Now that students have completed the film and literary readings that express a similar themes; after we have completed the look at "Midnight in Paris," students are asked to form groups of four, in order to hold a sustained discussion on Ernest Hemingway's story, "In Another Country"* and Edwin Arlington Robinson's poems "Miniver Cheevy" and "Richard Cory". Students received reading guides for each of these, (Poetry of Robinson Reading Guide, "In Another Country" Reading Guide), to drive conversation, and should have completed each over the past three days. Drawing on this preparation by referring to evidence from their reading students conduct a thoughtful, well-reasoned exchange of ideas (RL.9-10.1a).

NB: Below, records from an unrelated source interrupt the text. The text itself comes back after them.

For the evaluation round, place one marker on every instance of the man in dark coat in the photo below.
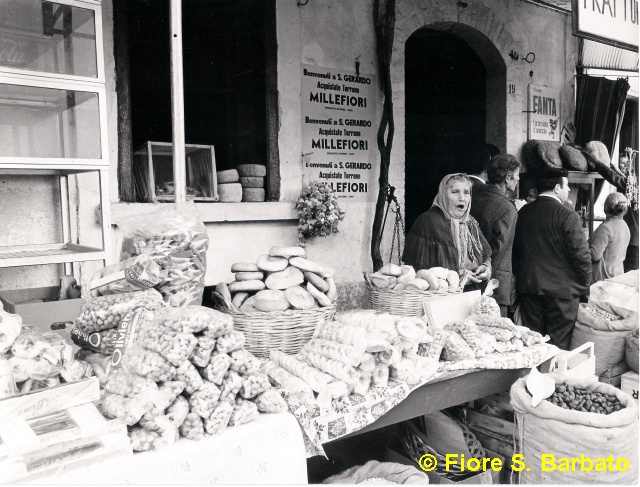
(497, 217)
(551, 261)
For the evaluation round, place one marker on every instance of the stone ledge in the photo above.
(220, 212)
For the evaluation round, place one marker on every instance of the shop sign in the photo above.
(339, 131)
(613, 22)
(543, 110)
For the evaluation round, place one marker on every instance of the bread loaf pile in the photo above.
(280, 280)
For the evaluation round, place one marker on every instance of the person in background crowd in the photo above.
(551, 261)
(626, 183)
(608, 244)
(497, 217)
(479, 158)
(446, 236)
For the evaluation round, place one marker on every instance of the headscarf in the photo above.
(464, 230)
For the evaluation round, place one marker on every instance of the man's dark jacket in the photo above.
(550, 251)
(497, 218)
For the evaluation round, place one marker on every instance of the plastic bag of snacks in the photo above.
(243, 362)
(175, 346)
(134, 274)
(188, 374)
(243, 412)
(148, 364)
(192, 427)
(270, 401)
(217, 367)
(230, 342)
(204, 400)
(106, 312)
(219, 419)
(202, 352)
(176, 239)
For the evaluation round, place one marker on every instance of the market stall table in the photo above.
(269, 450)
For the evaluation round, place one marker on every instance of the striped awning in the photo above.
(602, 56)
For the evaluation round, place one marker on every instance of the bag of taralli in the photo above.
(551, 436)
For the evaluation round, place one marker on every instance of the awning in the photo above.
(602, 56)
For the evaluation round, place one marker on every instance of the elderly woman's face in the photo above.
(459, 197)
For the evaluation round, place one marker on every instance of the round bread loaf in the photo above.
(230, 192)
(252, 182)
(322, 299)
(252, 170)
(291, 276)
(245, 267)
(249, 276)
(228, 176)
(317, 281)
(290, 251)
(299, 298)
(271, 300)
(271, 263)
(311, 266)
(428, 276)
(252, 195)
(254, 285)
(239, 299)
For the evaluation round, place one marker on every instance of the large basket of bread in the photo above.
(400, 290)
(278, 301)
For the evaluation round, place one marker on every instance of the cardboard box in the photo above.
(37, 306)
(488, 477)
(629, 384)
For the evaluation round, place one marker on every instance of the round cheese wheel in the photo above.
(322, 299)
(230, 192)
(311, 266)
(271, 300)
(229, 176)
(317, 281)
(252, 170)
(271, 263)
(291, 251)
(291, 276)
(239, 299)
(299, 298)
(254, 285)
(253, 195)
(249, 276)
(252, 182)
(245, 267)
(223, 290)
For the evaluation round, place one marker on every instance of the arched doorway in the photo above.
(455, 101)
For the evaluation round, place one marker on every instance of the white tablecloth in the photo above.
(267, 451)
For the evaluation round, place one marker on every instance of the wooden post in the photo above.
(177, 104)
(126, 190)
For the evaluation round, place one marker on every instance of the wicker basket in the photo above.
(407, 302)
(286, 331)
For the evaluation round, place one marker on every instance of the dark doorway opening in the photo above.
(445, 114)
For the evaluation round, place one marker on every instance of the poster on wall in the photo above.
(543, 110)
(339, 131)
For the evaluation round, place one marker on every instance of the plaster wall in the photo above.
(332, 33)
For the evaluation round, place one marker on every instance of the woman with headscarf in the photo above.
(608, 244)
(447, 236)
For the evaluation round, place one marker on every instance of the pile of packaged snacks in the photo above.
(185, 373)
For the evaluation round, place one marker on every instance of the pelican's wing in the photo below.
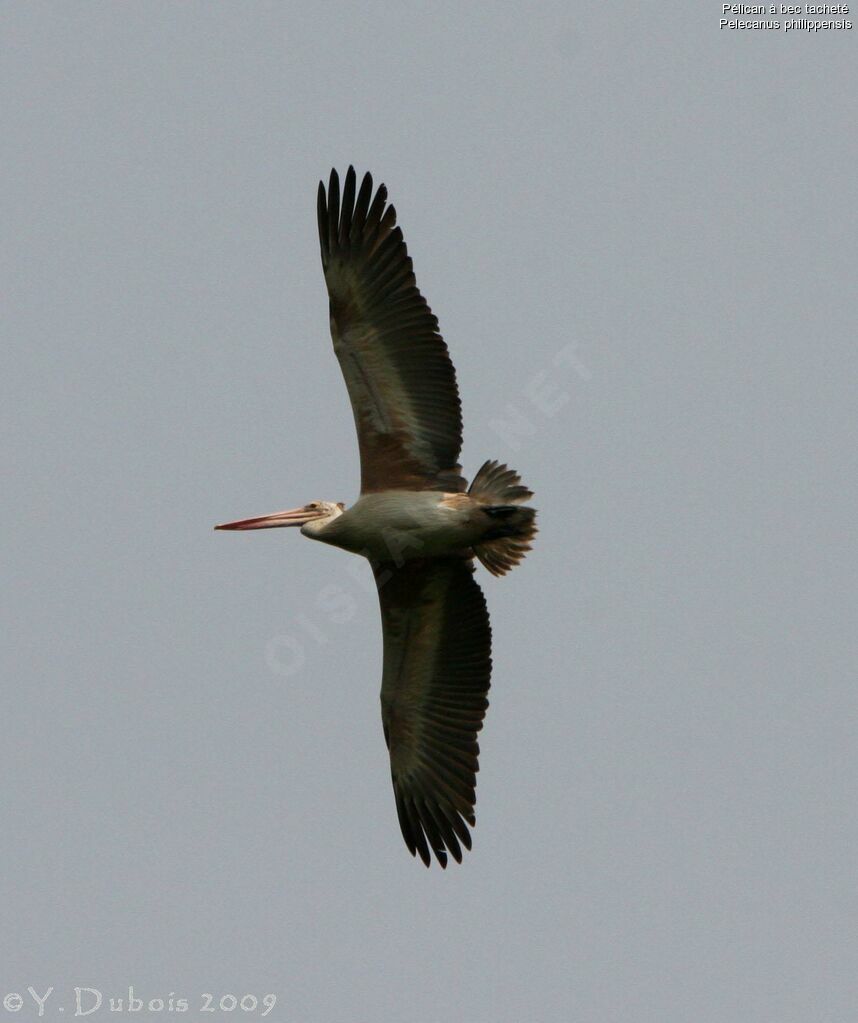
(401, 381)
(434, 685)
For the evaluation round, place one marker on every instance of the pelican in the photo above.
(416, 521)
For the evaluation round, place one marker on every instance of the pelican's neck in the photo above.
(317, 528)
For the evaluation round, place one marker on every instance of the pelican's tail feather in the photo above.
(511, 527)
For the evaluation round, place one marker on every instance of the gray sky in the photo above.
(638, 232)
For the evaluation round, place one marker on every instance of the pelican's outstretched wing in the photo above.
(401, 381)
(434, 685)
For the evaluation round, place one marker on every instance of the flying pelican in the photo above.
(415, 521)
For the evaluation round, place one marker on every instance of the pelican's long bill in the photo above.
(295, 517)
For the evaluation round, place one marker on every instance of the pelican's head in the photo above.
(310, 518)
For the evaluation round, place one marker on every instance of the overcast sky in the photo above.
(638, 232)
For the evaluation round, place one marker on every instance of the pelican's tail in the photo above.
(508, 537)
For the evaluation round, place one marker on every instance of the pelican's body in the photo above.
(415, 521)
(405, 525)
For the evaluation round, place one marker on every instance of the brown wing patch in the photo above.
(398, 371)
(434, 698)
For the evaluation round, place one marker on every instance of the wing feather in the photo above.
(398, 372)
(434, 698)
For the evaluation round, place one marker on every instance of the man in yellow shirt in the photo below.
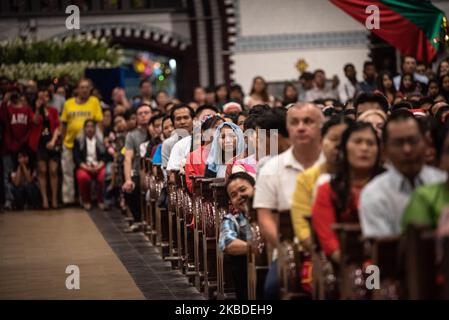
(76, 111)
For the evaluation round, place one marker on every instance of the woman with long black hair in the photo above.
(45, 141)
(358, 162)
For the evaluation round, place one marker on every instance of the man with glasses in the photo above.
(383, 200)
(131, 187)
(76, 111)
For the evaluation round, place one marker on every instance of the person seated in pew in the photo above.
(235, 229)
(384, 199)
(167, 129)
(186, 145)
(182, 118)
(24, 186)
(227, 145)
(308, 180)
(428, 203)
(337, 201)
(196, 160)
(276, 179)
(89, 156)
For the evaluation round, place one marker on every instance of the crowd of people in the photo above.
(374, 152)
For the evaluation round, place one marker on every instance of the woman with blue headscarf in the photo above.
(227, 146)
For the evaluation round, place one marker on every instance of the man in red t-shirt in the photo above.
(16, 120)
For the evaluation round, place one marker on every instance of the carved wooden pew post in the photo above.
(351, 273)
(197, 232)
(289, 261)
(208, 238)
(420, 263)
(188, 231)
(257, 260)
(384, 254)
(162, 225)
(172, 229)
(225, 283)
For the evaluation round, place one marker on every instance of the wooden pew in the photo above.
(289, 261)
(173, 255)
(257, 259)
(197, 232)
(351, 273)
(154, 187)
(385, 254)
(225, 283)
(324, 278)
(208, 237)
(445, 268)
(162, 223)
(188, 240)
(420, 263)
(145, 184)
(179, 209)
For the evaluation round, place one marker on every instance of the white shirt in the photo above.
(167, 146)
(383, 200)
(178, 153)
(347, 90)
(276, 181)
(91, 156)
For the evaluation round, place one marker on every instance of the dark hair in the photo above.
(259, 109)
(129, 113)
(439, 66)
(165, 118)
(286, 86)
(412, 88)
(87, 122)
(275, 118)
(307, 76)
(240, 175)
(397, 116)
(181, 106)
(144, 81)
(120, 115)
(237, 87)
(371, 97)
(348, 65)
(401, 105)
(141, 105)
(156, 117)
(406, 56)
(234, 116)
(264, 93)
(209, 123)
(433, 81)
(250, 122)
(439, 135)
(341, 182)
(335, 121)
(440, 112)
(206, 107)
(367, 64)
(348, 112)
(380, 82)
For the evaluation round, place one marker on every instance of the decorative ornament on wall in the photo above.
(301, 65)
(143, 64)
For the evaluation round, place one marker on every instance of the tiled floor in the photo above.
(152, 275)
(36, 247)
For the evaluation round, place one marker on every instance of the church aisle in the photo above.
(37, 246)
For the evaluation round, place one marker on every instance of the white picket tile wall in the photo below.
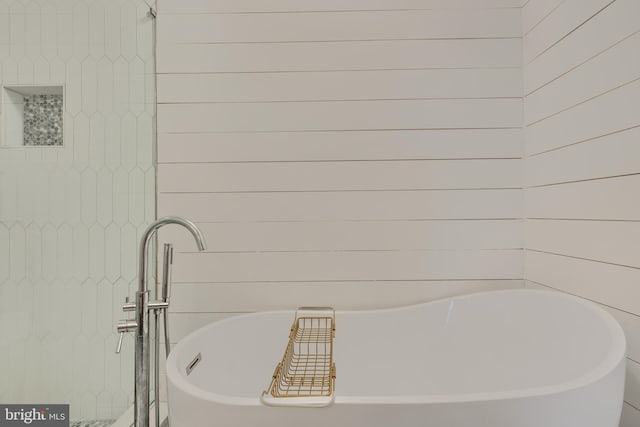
(70, 216)
(582, 210)
(351, 153)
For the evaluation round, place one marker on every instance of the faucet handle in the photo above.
(124, 326)
(128, 306)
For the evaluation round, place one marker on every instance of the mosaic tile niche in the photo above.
(33, 115)
(43, 120)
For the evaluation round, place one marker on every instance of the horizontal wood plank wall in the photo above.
(582, 133)
(352, 153)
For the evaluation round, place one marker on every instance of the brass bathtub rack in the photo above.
(306, 374)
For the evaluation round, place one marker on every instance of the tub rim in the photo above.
(613, 359)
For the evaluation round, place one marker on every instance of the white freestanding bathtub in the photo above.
(521, 358)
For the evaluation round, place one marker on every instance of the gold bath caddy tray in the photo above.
(306, 374)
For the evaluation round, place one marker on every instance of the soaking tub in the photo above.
(515, 358)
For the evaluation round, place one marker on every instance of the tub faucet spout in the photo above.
(143, 306)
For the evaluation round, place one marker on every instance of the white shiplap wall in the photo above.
(352, 153)
(582, 132)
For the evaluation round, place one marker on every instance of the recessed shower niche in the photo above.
(32, 115)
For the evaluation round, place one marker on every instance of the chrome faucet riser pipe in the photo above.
(142, 351)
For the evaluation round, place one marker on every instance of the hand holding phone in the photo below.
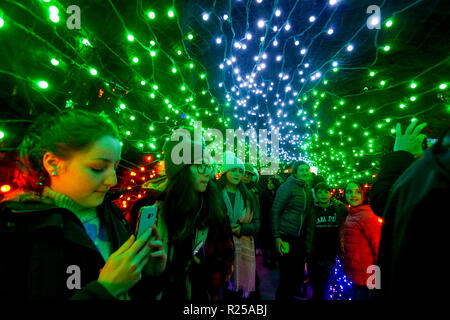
(146, 219)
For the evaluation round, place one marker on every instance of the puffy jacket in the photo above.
(290, 208)
(41, 241)
(362, 230)
(310, 224)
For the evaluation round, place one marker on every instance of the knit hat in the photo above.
(174, 157)
(250, 168)
(230, 161)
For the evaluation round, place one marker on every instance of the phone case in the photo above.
(146, 219)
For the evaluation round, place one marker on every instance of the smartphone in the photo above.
(146, 219)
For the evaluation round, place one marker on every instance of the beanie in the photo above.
(230, 161)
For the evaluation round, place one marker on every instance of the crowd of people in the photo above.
(204, 241)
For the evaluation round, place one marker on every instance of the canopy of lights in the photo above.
(334, 77)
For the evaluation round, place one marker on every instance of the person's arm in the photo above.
(252, 228)
(93, 291)
(279, 203)
(407, 147)
(371, 228)
(310, 225)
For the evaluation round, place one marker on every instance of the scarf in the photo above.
(244, 274)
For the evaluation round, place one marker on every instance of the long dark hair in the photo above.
(62, 134)
(184, 208)
(246, 194)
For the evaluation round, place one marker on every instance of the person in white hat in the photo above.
(243, 212)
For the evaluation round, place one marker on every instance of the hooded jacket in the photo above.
(362, 230)
(44, 244)
(291, 205)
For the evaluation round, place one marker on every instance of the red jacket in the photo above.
(362, 230)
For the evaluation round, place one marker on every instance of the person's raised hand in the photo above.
(123, 268)
(279, 246)
(411, 140)
(158, 257)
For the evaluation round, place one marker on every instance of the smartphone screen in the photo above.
(146, 219)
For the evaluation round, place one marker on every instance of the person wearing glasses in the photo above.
(194, 229)
(241, 207)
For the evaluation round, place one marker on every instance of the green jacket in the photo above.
(310, 223)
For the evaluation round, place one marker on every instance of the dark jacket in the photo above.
(291, 206)
(40, 242)
(414, 239)
(391, 168)
(362, 230)
(310, 225)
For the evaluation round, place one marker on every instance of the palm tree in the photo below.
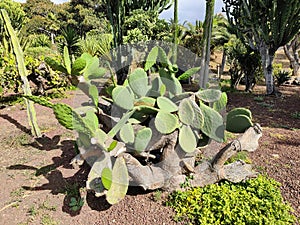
(220, 36)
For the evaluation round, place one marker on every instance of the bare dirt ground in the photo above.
(37, 181)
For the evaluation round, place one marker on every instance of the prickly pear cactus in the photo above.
(148, 110)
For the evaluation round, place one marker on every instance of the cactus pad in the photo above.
(187, 139)
(238, 123)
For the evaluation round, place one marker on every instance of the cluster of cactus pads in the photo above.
(139, 113)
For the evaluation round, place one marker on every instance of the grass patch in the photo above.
(296, 115)
(256, 201)
(48, 220)
(17, 193)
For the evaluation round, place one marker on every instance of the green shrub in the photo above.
(256, 201)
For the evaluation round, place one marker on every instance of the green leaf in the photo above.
(39, 100)
(187, 139)
(151, 58)
(138, 82)
(78, 66)
(127, 133)
(122, 97)
(93, 69)
(120, 182)
(238, 123)
(67, 60)
(209, 95)
(93, 93)
(187, 74)
(166, 104)
(142, 139)
(213, 123)
(55, 65)
(106, 177)
(221, 103)
(165, 122)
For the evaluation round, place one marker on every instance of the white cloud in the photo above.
(55, 1)
(188, 10)
(191, 10)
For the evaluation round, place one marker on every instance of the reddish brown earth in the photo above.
(37, 180)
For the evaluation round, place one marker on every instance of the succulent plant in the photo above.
(142, 104)
(238, 120)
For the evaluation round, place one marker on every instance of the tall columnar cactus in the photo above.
(23, 74)
(265, 25)
(146, 116)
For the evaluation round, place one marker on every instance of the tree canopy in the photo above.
(266, 25)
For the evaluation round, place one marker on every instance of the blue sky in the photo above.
(188, 10)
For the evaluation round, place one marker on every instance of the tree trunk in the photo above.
(223, 62)
(205, 55)
(175, 31)
(267, 61)
(293, 57)
(176, 165)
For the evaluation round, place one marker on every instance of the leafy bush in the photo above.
(281, 76)
(256, 201)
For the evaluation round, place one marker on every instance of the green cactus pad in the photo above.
(84, 140)
(187, 74)
(151, 58)
(198, 120)
(94, 95)
(221, 103)
(165, 122)
(67, 60)
(186, 112)
(142, 139)
(238, 123)
(127, 133)
(156, 84)
(138, 82)
(120, 124)
(209, 95)
(145, 101)
(94, 182)
(239, 111)
(91, 120)
(165, 104)
(78, 66)
(203, 141)
(106, 177)
(172, 84)
(162, 57)
(120, 182)
(122, 97)
(100, 136)
(213, 125)
(187, 139)
(190, 114)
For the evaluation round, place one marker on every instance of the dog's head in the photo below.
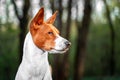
(45, 36)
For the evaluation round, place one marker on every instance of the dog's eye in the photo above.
(51, 33)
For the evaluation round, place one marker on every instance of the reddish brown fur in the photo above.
(43, 33)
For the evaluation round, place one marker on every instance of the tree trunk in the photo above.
(22, 25)
(65, 61)
(112, 34)
(82, 40)
(57, 71)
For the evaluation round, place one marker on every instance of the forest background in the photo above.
(92, 26)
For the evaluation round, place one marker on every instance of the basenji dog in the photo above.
(42, 38)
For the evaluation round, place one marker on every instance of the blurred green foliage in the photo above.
(8, 51)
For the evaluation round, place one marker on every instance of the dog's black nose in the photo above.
(67, 43)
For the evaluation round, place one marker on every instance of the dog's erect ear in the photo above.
(52, 18)
(39, 17)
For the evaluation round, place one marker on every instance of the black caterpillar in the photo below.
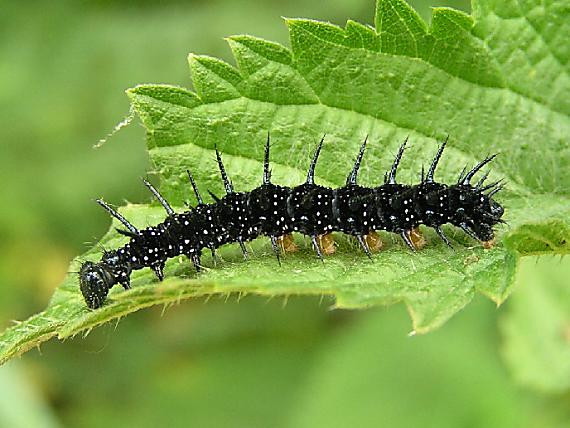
(310, 209)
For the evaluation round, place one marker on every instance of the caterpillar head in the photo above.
(95, 281)
(476, 212)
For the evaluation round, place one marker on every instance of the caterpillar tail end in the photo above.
(95, 282)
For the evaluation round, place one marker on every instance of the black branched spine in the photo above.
(274, 211)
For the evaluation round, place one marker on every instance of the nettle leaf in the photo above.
(497, 81)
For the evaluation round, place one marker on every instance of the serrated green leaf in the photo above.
(469, 77)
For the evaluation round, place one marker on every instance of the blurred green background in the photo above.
(259, 363)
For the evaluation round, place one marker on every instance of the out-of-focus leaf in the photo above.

Students explore how the thematic connections between "Midnight in Paris," "Miniver Cheevy," "Richard Cory," and "In Another Country" develop and emerge over the course of each text (RL.9-10.2) and how what is emphasized or absent in each treatment of the themes (RL.9-10.7).
Hemingway's "In Another Country" connects to "Midnight In Paris" by demonstrating Hemingway's style, Corey Stoll's portrayal of Hemingway embraces in the film. Additionally, the story address the theme of loss and feeling lost, as the character of Gil Pender in "Midnight in Paris."
Like Gil Pender, Edwin Arlington Robinson's poetry address a desire to be somewhere or some-when the character is not. This thematic connection is bitter for Robinson's characters, but in contrast, Gil learns and moves on from his desire to live in a Golden Age.
Students are directed to review the reading guides, as well as looking at the style of Hemingway's writing; how is it like or unlike Fitzgerald's style. As with above, this student-driven discussion provides the opportunity to pose and respond to questions that relate the film to broader themes or larger ideas, with clarity (SL.9-10.1c) and react to other's perspectives, qualifying or justifying their own views and understanding to make new connections in light of the evidence and reasoning presented by their peers (SL.9-10.1d). This discussion gives students an opportunity to explore their own connections and ideas encouraging students to explore their ideas and seek connections, analyze the development of an idea in detail over the course of the text, including summarization of the text on their own (RL.9-10.2).
As students discuss and reflect, I circulate the room, listening to and participating in student discussion.
*("In Another Country" was published in 1927, and as such is still under copyright)
With two minutes remaining, we wrap up our discussion and I ask students to make sure they have "To Kill a Mockingbird" for class tomorrow, as we will begin our look at the Literature Circles and independent project for the novel.